Enseignants, parents d’élèves et personnels éducatifs se sont rassemblés ce mardi 5 mai à Grenoble pour dénoncer suppressions de postes et fermetures de classes. Une mobilisation qui s’inscrit dans un mouvement national, sur fond de fortes inquiétudes pour la rentrée 2026.
Dès la fin de matinée, ils étaient réunis en assemblée générale avant de battre le pavé dans les rues de Grenoble. Deux centaines de manifestants ont rejoint le cortège en direction du Rectorat, point d’arrivée de la mobilisation peu avant 16 heures. Dans une ambiance déterminée, enseignants et parents ont affiché un message clair : défendre un service public d’éducation qu’ils jugent aujourd’hui fragilisé.
Des fermetures de classes au cœur de la colère
Dans le cortège, la question des fermetures de classes revenait sur toutes les lèvres. En Isère, 103 classes doivent fermer pour seulement 16 ouvertures, selon les organisations syndicales. À Grenoble, 16 écoles sont directement menacées. Des parents d’élèves, venus en nombre, disent craindre une dégradation rapide des conditions d’apprentissage. Plusieurs pancartes dénonçaient des classes « déjà pleines » ou « surchargées », notamment dans les quartiers prioritaires. Pour beaucoup, ces fermetures risquent d’aggraver des inégalités scolaires déjà bien installées.

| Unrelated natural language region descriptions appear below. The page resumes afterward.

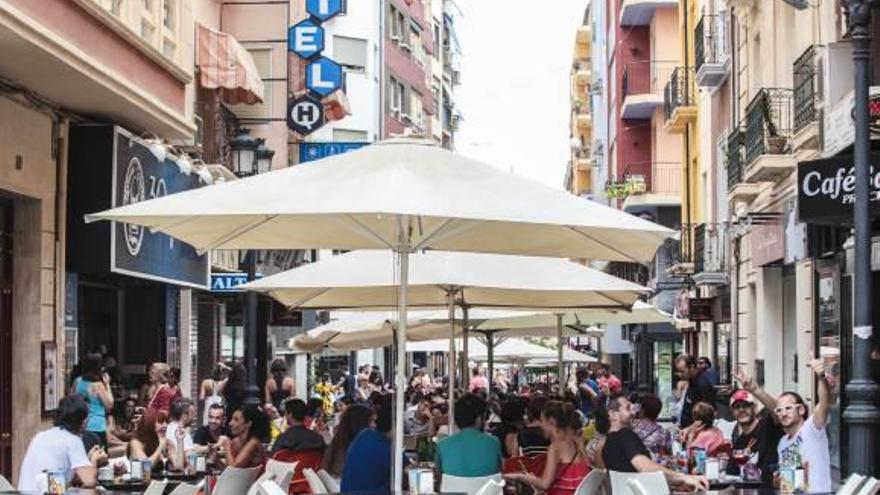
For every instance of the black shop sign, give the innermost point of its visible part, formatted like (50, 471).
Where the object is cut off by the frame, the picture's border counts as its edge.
(826, 189)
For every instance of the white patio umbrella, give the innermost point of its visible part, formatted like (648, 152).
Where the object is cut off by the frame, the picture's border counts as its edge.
(403, 195)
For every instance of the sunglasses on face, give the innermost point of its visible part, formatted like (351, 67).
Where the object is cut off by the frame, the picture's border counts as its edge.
(782, 409)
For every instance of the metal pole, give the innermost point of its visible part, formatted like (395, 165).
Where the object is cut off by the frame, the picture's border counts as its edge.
(400, 382)
(252, 391)
(560, 364)
(861, 414)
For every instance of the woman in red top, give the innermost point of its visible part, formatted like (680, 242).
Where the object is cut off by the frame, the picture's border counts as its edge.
(567, 463)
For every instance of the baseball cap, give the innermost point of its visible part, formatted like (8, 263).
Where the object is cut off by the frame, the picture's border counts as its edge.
(741, 395)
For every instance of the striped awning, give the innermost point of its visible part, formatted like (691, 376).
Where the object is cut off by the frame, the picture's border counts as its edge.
(226, 66)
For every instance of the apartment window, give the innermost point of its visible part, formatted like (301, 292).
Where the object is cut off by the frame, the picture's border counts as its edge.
(263, 60)
(351, 53)
(350, 135)
(436, 39)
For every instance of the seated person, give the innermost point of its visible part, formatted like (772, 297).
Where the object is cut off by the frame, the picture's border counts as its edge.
(701, 434)
(61, 449)
(208, 435)
(470, 452)
(297, 437)
(367, 466)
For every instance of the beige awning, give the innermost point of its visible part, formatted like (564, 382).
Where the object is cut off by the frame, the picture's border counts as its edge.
(226, 66)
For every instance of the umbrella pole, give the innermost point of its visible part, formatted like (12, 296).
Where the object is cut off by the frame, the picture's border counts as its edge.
(560, 368)
(400, 382)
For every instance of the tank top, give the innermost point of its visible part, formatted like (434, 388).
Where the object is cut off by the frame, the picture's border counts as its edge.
(97, 419)
(569, 475)
(210, 400)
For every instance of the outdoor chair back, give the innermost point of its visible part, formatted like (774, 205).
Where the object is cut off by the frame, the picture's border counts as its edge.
(5, 485)
(185, 489)
(270, 488)
(467, 485)
(310, 459)
(851, 485)
(284, 472)
(235, 481)
(653, 483)
(315, 483)
(255, 487)
(156, 487)
(330, 482)
(593, 484)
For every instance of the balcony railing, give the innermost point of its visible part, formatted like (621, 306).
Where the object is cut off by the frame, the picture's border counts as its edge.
(768, 123)
(680, 90)
(647, 76)
(804, 77)
(735, 148)
(709, 40)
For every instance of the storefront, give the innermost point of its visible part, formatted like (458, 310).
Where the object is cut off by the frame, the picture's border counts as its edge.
(131, 289)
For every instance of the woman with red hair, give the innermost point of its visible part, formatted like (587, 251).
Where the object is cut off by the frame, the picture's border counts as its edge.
(148, 440)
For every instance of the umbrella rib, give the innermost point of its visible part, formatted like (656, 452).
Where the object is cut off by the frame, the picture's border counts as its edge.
(244, 229)
(605, 245)
(362, 229)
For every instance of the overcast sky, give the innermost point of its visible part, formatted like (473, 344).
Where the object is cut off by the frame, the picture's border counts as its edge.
(515, 89)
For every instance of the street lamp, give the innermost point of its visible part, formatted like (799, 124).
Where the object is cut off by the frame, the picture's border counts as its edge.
(244, 153)
(861, 414)
(249, 157)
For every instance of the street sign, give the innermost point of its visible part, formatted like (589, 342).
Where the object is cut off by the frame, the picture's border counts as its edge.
(305, 114)
(324, 9)
(306, 39)
(323, 76)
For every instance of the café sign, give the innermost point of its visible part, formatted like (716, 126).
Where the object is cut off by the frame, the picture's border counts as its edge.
(826, 189)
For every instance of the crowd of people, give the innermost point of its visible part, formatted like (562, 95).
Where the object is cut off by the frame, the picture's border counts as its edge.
(541, 437)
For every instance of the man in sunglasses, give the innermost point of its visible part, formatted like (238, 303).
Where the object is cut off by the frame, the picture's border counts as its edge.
(805, 439)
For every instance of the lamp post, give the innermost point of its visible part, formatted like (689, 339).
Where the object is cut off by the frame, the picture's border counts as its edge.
(861, 414)
(250, 157)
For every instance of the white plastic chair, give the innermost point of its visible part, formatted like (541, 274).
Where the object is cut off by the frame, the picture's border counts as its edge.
(492, 487)
(851, 485)
(871, 487)
(156, 487)
(271, 488)
(5, 485)
(652, 483)
(331, 483)
(315, 483)
(185, 489)
(255, 487)
(468, 485)
(284, 472)
(593, 484)
(235, 481)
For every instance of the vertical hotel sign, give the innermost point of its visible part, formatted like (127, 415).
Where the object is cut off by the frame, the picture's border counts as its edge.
(306, 39)
(134, 250)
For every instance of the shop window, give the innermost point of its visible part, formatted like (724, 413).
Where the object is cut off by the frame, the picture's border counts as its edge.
(351, 53)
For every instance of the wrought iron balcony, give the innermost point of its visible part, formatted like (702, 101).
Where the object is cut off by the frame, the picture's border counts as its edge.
(804, 77)
(768, 123)
(679, 98)
(710, 47)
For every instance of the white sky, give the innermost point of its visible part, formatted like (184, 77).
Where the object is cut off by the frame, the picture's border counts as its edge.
(514, 95)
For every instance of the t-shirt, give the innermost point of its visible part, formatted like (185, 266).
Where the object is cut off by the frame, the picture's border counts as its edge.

Moins de moyens humains dans les établissements
Autre revendication forte : la suppression de postes dans le second degré. 68 postes doivent disparaître en Isère, avec des conséquences concrètes pointées par les manifestants : hausse des effectifs par classe, réduction de certaines options et pression accrue sur les équipes. Plusieurs participants évoquent par ailleurs des absences non remplacées pendant plusieurs semaines, voire plusieurs mois, perturbant fortement la continuité pédagogique.
Devant le rectorat, certains enseignants dénonçaient une « gestion à flux tendu » qui ne permet plus d’assurer correctement les missions du service public.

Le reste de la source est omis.